Implicações clínicas e caminhos futuros: exercício, neuromodulação e terapias direcionadas ao eixo osso–cérebro
Aprofundar o estudo desse eixo pode abrir portas para lidar melhor com duas condições que, muitas vezes, são difíceis de tratar. Li, Gao e Zhao descrevem um futuro com: - programas de exercício personalizados; - estratégias de neuromodulação; - e medicamentos voltados a sinais derivados do osso que se relacionem simultaneamente com humor e saúde óssea.
Como exemplo do avanço recente, os autores citam uma revisão de 2025 que discute evidências emergentes de que o exercício pode “acionar” o eixo osso–cérebro, gerando efeitos capazes de ajudar em doenças neurodegenerativas, osteoporose ou transtornos do humor.
Eles também enfatizam que as próximas etapas exigem comprovação: intervenções direcionadas ao eixo precisam ser validadas em ensaios clínicos rigorosos. Ainda assim, argumentam que o conhecimento atual já justifica incorporar essa estrutura conceitual às estratégias de manejo de pacientes.

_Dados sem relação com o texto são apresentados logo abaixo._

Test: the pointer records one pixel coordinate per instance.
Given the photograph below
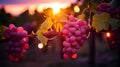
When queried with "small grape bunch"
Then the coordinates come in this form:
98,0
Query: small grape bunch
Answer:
18,42
75,34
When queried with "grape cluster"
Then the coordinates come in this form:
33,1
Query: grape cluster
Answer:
106,7
75,34
18,42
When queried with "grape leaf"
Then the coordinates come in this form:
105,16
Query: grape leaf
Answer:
114,23
100,21
41,37
47,24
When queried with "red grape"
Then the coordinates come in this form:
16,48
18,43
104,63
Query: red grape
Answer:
18,42
76,34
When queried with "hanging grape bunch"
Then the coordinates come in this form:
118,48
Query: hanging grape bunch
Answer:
75,34
18,42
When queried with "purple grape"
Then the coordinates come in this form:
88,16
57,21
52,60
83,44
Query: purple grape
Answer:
28,27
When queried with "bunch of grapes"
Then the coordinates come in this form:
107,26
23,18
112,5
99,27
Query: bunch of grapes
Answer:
106,7
75,34
18,42
28,27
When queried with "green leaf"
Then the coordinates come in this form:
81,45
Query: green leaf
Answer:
100,21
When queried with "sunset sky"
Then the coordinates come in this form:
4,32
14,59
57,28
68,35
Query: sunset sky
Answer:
16,7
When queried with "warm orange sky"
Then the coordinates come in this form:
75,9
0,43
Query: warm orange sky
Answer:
17,9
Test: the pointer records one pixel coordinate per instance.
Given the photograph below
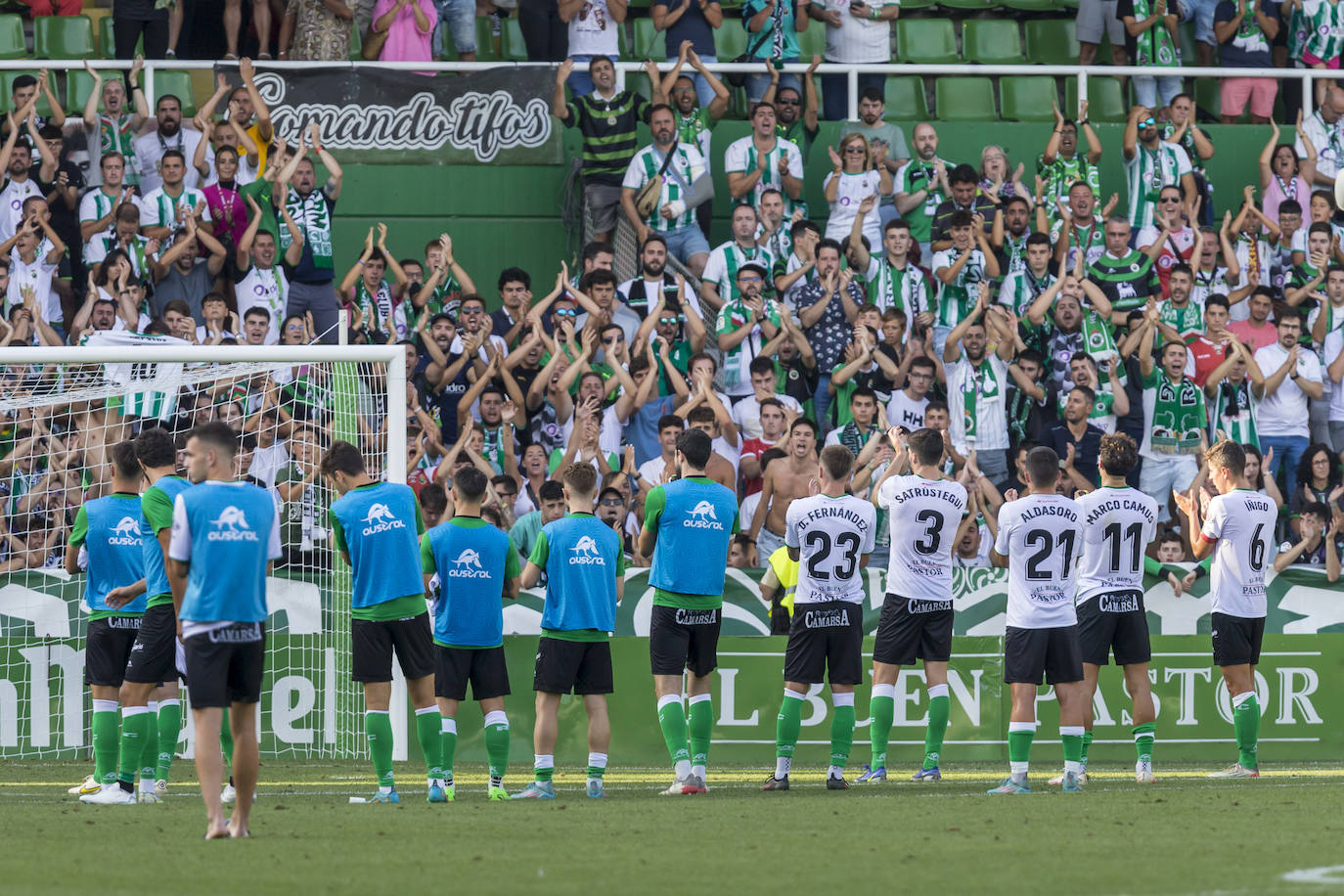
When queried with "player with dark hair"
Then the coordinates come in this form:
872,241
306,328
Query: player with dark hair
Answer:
690,517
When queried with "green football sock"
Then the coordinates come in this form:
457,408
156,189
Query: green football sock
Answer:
841,729
378,727
787,724
426,731
448,747
1143,737
1020,735
700,724
940,707
150,748
882,712
107,744
226,741
672,720
496,744
169,726
135,729
1246,722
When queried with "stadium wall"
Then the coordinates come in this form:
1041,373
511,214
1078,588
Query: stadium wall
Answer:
45,708
504,215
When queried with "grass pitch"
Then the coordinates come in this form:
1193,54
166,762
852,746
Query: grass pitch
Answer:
1185,834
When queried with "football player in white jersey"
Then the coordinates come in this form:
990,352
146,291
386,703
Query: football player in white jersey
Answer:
1236,528
917,610
829,535
1118,522
1042,532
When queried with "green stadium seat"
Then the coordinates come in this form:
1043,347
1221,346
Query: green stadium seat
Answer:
992,42
1105,100
7,79
485,43
926,40
732,38
1052,42
78,85
906,98
650,43
64,38
963,100
513,46
1024,98
13,45
179,85
812,42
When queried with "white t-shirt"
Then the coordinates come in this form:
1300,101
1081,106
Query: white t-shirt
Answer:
906,411
929,511
1042,533
1285,413
1333,345
593,31
1117,527
746,414
830,535
150,151
1242,521
851,191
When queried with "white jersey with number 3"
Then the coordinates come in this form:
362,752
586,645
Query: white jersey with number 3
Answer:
924,517
1117,527
830,535
1242,521
1042,536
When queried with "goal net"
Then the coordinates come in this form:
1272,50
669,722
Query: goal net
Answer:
64,409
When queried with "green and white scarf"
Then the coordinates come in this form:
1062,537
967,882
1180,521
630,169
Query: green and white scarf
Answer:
1153,47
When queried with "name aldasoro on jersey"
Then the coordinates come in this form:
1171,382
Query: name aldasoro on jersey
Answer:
125,533
381,518
701,516
232,525
585,553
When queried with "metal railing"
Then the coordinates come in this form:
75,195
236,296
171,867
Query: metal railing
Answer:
622,68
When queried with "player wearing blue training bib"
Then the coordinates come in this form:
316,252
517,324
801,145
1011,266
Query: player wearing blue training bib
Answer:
225,535
377,528
477,569
107,531
585,578
689,525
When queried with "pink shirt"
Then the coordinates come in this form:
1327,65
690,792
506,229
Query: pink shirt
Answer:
406,42
1254,336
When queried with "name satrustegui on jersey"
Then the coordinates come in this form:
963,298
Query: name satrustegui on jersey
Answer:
924,516
1042,533
830,535
1117,527
1242,521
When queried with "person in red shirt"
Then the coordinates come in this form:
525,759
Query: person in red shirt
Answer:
772,430
1208,351
1257,331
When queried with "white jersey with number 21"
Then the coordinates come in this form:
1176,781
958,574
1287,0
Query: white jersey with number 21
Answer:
1042,533
1242,521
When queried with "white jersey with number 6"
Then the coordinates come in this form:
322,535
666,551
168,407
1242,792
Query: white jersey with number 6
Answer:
1117,527
924,517
830,535
1242,521
1042,533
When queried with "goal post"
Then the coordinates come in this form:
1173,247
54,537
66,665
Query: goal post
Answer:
62,409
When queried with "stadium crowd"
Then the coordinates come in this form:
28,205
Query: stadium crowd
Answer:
1005,302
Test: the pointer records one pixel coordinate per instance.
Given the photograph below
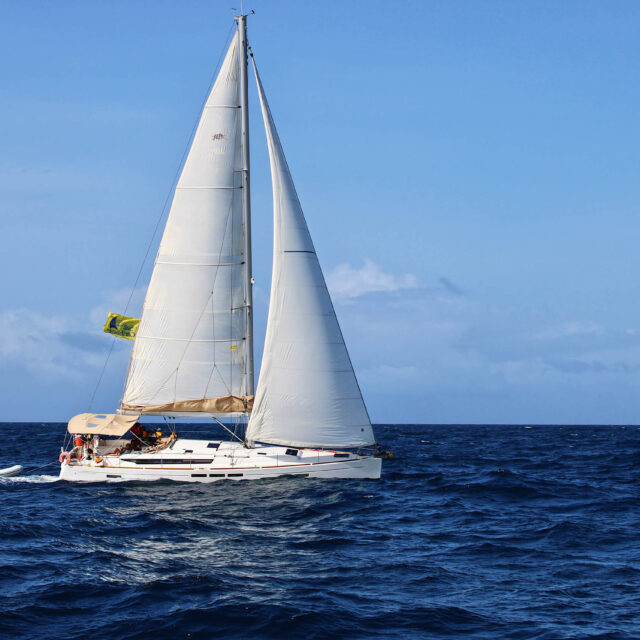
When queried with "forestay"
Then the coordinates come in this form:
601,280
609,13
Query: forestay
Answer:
307,392
189,354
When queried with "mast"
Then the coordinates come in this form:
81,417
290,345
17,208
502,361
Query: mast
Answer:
246,197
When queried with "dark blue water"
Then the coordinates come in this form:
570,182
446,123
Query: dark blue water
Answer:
473,531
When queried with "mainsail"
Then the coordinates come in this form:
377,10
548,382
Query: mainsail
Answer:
189,356
307,392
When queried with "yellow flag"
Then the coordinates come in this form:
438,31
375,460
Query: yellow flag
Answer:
121,326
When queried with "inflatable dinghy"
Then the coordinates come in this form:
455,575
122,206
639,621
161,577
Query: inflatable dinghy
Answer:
16,470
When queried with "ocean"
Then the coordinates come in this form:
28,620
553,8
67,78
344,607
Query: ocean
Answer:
473,531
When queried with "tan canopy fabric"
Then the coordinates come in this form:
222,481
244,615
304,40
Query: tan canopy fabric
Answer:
225,404
103,424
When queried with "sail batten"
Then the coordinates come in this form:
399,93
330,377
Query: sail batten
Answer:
307,393
189,354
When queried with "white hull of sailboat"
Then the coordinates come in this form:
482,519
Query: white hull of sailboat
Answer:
210,461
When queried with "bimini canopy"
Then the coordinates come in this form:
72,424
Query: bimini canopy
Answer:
103,424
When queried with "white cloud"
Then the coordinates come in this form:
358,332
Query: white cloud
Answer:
346,281
53,348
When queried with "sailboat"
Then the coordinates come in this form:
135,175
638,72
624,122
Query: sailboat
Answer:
192,355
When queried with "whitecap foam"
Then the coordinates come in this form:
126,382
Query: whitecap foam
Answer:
32,479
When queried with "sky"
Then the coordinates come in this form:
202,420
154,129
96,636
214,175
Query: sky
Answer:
468,170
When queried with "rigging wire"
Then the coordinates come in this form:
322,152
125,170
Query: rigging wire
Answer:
163,210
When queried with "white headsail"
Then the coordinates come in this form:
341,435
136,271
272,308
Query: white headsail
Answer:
307,391
190,351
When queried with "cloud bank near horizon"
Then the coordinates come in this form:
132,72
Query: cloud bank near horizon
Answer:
419,350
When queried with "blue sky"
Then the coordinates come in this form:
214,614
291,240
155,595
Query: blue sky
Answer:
469,173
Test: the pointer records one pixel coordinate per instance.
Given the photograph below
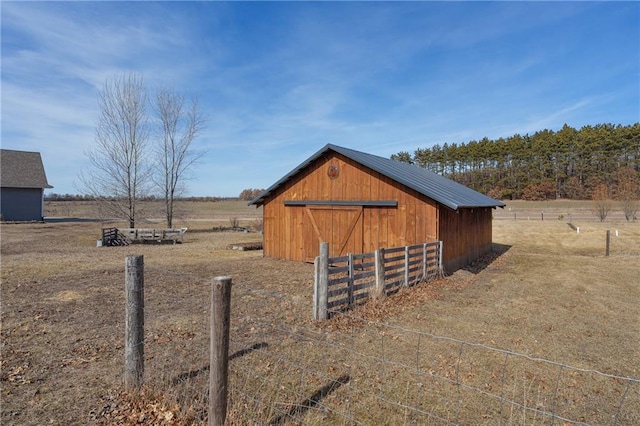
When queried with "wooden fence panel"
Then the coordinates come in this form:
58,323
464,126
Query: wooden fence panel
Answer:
345,281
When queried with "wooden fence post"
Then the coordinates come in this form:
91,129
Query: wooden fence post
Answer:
219,350
406,266
134,322
321,289
351,283
379,262
440,259
425,266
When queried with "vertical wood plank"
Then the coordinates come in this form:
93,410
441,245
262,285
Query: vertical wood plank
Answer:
134,322
219,350
379,266
323,282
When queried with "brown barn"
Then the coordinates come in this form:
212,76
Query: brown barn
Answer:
359,202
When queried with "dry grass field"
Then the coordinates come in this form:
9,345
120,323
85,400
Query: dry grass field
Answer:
548,293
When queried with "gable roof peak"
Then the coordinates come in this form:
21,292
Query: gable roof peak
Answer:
432,185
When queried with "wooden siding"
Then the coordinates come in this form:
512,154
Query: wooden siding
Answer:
466,235
294,232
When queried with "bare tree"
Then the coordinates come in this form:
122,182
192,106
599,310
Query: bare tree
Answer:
121,174
602,202
179,125
627,190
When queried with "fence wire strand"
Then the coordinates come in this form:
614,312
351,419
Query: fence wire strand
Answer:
367,372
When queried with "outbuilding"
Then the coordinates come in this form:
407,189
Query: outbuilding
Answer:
22,185
359,202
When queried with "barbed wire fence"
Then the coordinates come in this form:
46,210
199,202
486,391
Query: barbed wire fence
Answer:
351,370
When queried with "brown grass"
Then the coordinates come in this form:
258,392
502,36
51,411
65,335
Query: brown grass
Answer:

Um olhar integrado para populações vulneráveis
Reconhecer a conexão entre saúde mental e saúde esquelética pode ter impacto direto no cuidado de populações vulneráveis, como pessoas idosas. Na prática, isso reforça a importância de abordagens mais abrangentes, com rastreio ativo de sintomas depressivos em pacientes com osteoporose e, ao mesmo tempo, avaliação de risco e prevenção de perda óssea em pacientes com depressão.
Além disso, medidas frequentemente usadas na rotina - como adequação de ingestão de cálcio e vitamina D, orientação de exposição solar com segurança, prevenção de quedas e acompanhamento multiprofissional - podem ganhar ainda mais valor quando vistas sob a lente do eixo osso–cérebro, porque dialogam com o objetivo de proteger simultaneamente cérebro e esqueleto.
O estudo foi publicado na revista Biomoléculas.